If you knew you were having your last meal where/what would you eat?
OK, to make sure that the MOD's do not get involved, I would recruit Patty Constantine to do her take on Trout Almandine, and live with that for however long the world existed.
If I could not do that, it would probably be Chef Frank Brigtsen’s and let him choose what was to be served.
Next, it would be Galatoire’s and I’d stand in line (so long as the bomb did not drop while I was waiting for a table!) so I could dine downstairs. Too often, we’ve had to make reservations, because of those danged time constraints. I’d make sure to wear my white linen suit and enjoy the “full-deal.”
Matter of fact, I’d probably do NOLA, if I knew what the “morning after,” was likely to bring, and the heck with those Michelin stars elsewhere. I’ve done them, and many were great. Still, if it WAS my last meal, it would be in NOLA, without equivocation - this is not to slight great chefs anywhere, but would be my personal choice.
re: Bill Hunt
"so long as the bomb did not drop while I was waiting for a table!"
are you referring to the amount of alcohol consumed??? I always say it's time to go home before the bomb goes off...meaning the libatious point of no return.
and yes, my last supper before going to the chair would be at Galatoire's, since I can eat and drink all day w/no interruption of service.
I believe I would do a bit of a "progressive meal" and eat myself silly!
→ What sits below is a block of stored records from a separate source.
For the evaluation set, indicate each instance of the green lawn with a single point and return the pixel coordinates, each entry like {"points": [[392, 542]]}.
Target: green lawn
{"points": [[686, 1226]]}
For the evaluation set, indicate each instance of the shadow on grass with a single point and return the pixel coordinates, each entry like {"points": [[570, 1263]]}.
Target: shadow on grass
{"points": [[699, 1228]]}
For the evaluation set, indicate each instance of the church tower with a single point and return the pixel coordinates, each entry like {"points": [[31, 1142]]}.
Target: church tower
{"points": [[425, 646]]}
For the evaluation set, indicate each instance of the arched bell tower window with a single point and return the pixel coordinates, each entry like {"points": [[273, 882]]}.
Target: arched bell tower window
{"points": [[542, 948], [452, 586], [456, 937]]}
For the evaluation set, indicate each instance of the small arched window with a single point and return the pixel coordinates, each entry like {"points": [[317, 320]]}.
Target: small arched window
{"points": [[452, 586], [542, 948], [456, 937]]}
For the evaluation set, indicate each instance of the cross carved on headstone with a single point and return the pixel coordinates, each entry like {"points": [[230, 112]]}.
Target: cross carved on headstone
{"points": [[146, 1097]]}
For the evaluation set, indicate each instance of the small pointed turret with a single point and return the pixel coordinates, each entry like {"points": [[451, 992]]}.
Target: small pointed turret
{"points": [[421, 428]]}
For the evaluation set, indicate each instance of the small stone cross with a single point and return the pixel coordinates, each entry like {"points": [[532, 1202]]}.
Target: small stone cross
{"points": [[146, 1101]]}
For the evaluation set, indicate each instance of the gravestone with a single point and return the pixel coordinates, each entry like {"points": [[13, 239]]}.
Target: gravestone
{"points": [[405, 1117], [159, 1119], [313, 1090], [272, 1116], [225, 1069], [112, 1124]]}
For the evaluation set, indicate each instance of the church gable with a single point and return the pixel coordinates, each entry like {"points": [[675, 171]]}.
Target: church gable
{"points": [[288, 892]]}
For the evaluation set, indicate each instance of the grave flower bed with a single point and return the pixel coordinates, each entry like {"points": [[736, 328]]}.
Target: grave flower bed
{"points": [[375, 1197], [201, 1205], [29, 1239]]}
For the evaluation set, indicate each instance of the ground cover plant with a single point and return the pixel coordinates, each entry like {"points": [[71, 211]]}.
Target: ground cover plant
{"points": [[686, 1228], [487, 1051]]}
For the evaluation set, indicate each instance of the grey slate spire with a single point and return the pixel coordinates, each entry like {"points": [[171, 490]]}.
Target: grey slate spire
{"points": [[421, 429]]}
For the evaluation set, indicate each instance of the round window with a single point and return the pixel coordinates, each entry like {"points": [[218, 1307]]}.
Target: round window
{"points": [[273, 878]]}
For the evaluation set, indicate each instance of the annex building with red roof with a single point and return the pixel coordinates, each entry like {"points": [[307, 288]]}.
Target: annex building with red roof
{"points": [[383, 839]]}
I would start with the turtle soup at Commander's, as well as a Sazerac and would take my sweet time eating my soup and drinking in the garden room. I would probably proceed to Casamento's where I would polish off 1/2 a dozen oysters and wash them down with a cold Abita Amber. I am certain I would be feeling a bit stuffed, but my oddessy would not end. I would go to the Big Fisherman, pick up a sack of crawfish and head out to the Fly to watch the river and enjoy my last day. Perhaps a nap would be in order so that I could proceed to my next course. I would probably then head on to Brigstens to order the duck and a bottle of 82 Latour and would relish every last bite. Of course I would make friends by sharing my bottle with other diners. Stella would be my next stop, where I would gorge myself on the Chef's Menu and beg for a Stilton encrusted filet. Of course I would request that the sommelier provide a wine for each course. I would have to fit in a fried oyster po boy from Parkway for my first dessert course and would probably head to Brocato's for a lemon ice and a cannoli. My final course would be to sit downstairs at Galatoires, enjoy a few more Sazerac's and good company, and to be thrilled that while I would no longer be a size 8 after the end of the feast, it didnt matter a bit. What a way to go!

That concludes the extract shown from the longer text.